Man, apart from his relationship with God, that is, controlled by sin, is ultimately miserable. He struggles so hard to find what is missing but he cannot find it. Many people try things like drinking, and drugs, and promiscuous relationships, together with many other things to try to find that peace and happiness, that fulfillment. And then they look at Christians and see that we don’t do all of these “fun” things and they think that we must be miserable because we’re missing out. But they end up saying like St. Paul did, “Oh, what a miserable person I am!” Because they discover that all of these things don’t bring true happiness or fulfillment at all.

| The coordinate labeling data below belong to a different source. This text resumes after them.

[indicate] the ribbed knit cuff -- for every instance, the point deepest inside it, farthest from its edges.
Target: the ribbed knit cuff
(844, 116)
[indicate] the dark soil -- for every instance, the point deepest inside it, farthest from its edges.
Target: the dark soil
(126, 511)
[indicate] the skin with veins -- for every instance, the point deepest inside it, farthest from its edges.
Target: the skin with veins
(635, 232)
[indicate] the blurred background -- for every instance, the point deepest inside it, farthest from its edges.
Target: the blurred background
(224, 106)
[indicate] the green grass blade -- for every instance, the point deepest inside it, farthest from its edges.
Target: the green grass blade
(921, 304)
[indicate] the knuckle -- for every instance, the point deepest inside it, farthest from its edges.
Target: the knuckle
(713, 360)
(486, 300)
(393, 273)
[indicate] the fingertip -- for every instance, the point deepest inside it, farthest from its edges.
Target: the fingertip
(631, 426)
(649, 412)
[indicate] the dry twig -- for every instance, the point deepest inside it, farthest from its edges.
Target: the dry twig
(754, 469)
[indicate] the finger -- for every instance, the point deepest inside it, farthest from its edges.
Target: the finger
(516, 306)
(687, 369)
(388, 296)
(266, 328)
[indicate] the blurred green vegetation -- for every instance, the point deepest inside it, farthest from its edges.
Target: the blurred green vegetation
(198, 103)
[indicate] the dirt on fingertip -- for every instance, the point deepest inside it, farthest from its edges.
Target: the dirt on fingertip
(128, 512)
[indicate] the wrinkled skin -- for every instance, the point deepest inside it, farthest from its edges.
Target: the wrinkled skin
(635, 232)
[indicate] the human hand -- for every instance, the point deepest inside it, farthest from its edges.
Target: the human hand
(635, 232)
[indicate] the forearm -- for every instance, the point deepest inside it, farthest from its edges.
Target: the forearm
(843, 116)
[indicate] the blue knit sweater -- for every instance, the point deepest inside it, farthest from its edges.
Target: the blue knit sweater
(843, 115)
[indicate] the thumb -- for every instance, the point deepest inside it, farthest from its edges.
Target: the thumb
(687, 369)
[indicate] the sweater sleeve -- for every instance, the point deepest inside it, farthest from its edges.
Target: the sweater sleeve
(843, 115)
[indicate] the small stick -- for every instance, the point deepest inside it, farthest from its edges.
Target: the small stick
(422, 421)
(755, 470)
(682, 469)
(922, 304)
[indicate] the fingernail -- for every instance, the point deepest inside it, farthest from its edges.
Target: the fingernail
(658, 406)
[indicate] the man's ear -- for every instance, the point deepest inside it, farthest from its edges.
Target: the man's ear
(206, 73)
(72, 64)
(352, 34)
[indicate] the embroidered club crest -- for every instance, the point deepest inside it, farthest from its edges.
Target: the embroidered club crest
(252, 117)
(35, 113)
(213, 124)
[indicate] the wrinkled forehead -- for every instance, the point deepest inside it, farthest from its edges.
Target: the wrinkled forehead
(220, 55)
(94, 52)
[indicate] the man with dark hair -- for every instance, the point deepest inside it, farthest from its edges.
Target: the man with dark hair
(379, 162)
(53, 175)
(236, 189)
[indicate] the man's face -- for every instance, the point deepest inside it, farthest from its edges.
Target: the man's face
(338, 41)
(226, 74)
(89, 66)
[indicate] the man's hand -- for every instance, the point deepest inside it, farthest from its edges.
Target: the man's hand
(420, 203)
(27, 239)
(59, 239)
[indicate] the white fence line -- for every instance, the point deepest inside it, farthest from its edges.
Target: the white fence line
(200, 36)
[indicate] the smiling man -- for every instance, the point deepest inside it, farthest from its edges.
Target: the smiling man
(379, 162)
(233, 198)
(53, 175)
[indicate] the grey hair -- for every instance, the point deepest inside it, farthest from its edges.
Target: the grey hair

Still others try to look for fulfillment in worldly success. They look for their happiness in money, or fame, or a good education and a successful career. They look for fulfillment in places that are not necessarily bad things. But nonetheless they are looking for their fulfillment in houses, cars, clothes, fame, or success. The trouble is that none of those things can bring fulfillment or true happiness.

In 1966, about a year before he died, the brilliant physicist J. Robert Oppenheimer said, "I am a complete failure!" This man had been the director of the Los Alamos Project, a research team that produced the atomic bomb, and he had also served as the head of the Institute for Advanced Study at Princeton. Yet, in looking back, he saw his achievements as meaningless. When asked about them, he replied, "They leave on the tongue only the taste of ashes."

The number of people who commit suicide after experiencing the fame and fortune of worldly success is astonishing. Multimillionaire George Vanderbilt killed himself by jumping from a hotel window. Lester Hunt, twice governor of Wyoming before being elected to the U.S. Senate, ended his own life. Actress Marilyn Monroe, writer Ernest Hemingway, and athlete Tony Lazzeri represent a host of highly influential and popular people who became so disenchanted with earthly success that they took their own lives.

Alexander the Great was not satisfied, even when he had completely subdued the nations. He wept because there were no more worlds to conquer. Hannibal, who filled three bushels with the gold rings taken from the knights he had slaughtered, committed suicide by swallowing poison. Napoleon, the feared conqueror, after being the scourge of Europe, spent his last years in banishment.